The city would be able to save that amount, which already is figured into the spending plans for capital improvements over the next five years, by taking the two units offline.

City Manager Scott Koenig told the Utility Committee during a Nov. 25 meeting that the city could make up for the loss of generating ability by negotiating for that power from the Calpine generating facility, now under construction east of Dover.

In other actions

Monday night, the city's Parks, Recreation and Community Enhancement Committee again voted to demolish the vacant recreation building at Dover Park.

The unanimous decision authorizes Koenig to seek contracts to tear down the building and requires council set aside $80,000 for future capital improvements at the park. How those funds will be spent will be determined by the results of an ongoing 2014 Parks and Recreation Needs Assessment Study.
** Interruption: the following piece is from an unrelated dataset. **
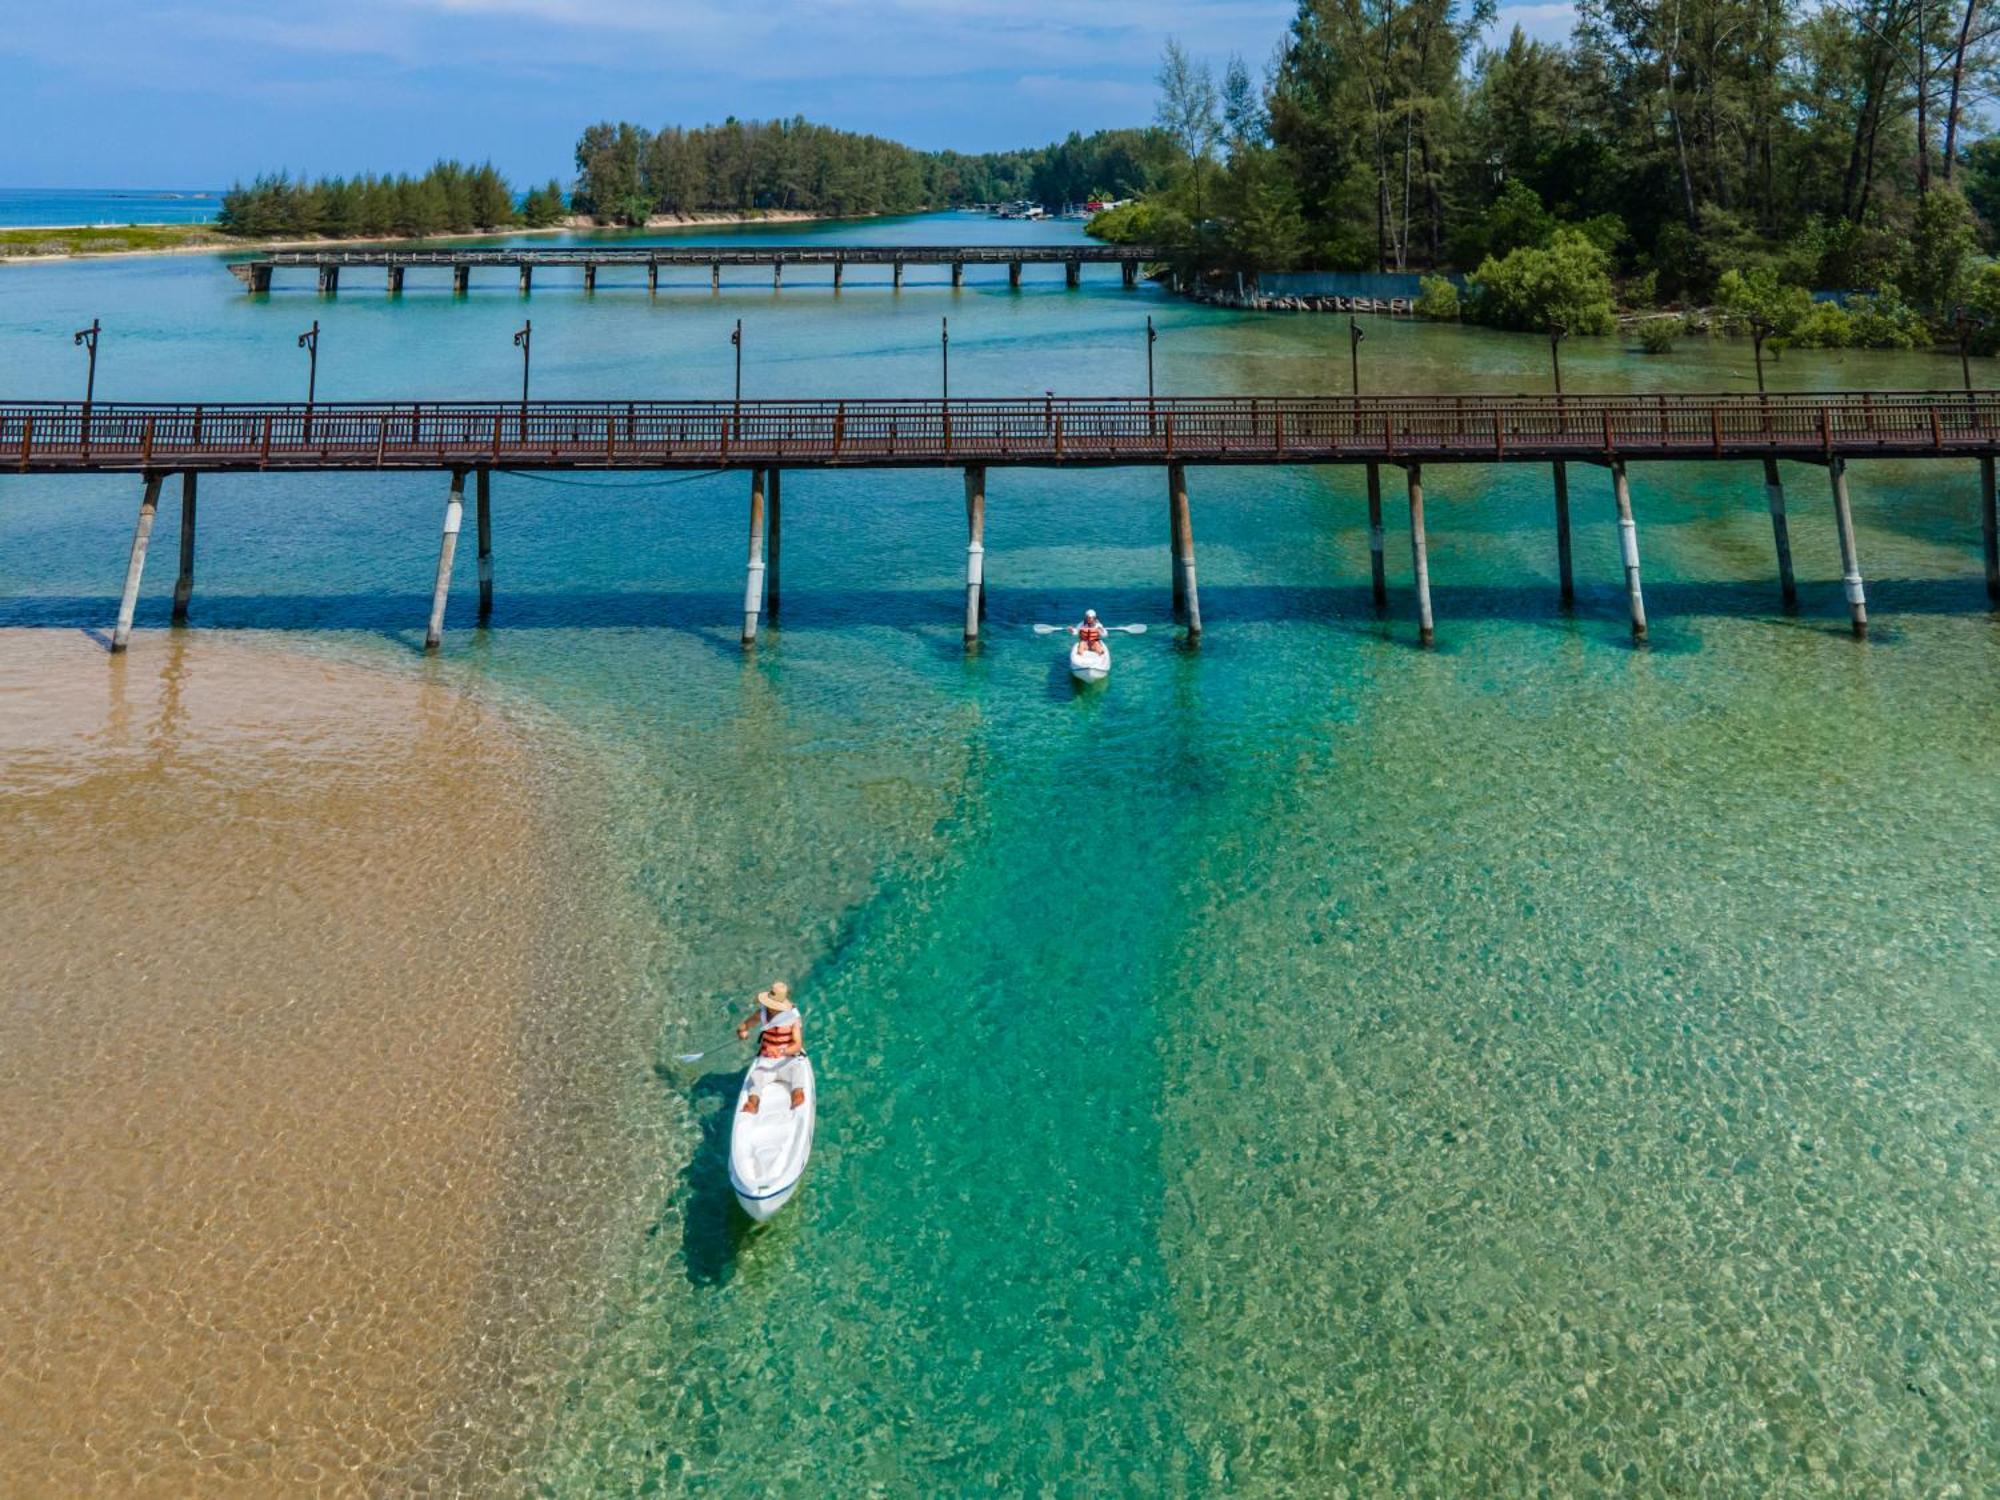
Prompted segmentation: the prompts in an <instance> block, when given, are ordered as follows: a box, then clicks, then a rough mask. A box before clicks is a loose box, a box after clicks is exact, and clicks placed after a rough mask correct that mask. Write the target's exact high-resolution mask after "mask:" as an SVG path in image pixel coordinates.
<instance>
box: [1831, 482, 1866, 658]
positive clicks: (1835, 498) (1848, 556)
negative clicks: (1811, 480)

The full City Council will again take up the issue during its Feb. 24 meeting. Council has approved demolition before, but that decision was vetoed by Mayor Carleton E. Carey Sr.

Afterward, council ordered city staff to set up the needs study, directing it be finished by the end of 2014.

Both committee Chairman Wallace R. Dixon and committee member Adam Perza said city residents need to get involved in the assessment process. Other than city staff, there were only about six members of the public at the meeting.

What happens next is up to the community, Perza said.

"The hope is that that the local community will embrace the opportunity to shape the future use of the park," Perza said afterward. "After months of meeting with both construction professionals and residents of the White Oak communities, the committee feels it has done as good a job as possible to resolve the question of what to do with the deteriorating old building."

Council will decide what to do next after it receives the assessment report, he said, but to do that, there must be community involvement.

"Making the decision without community feedback would be irresponsible," Perza said. "Taking no action with regard to the structure in disrepair is equally irresponsible."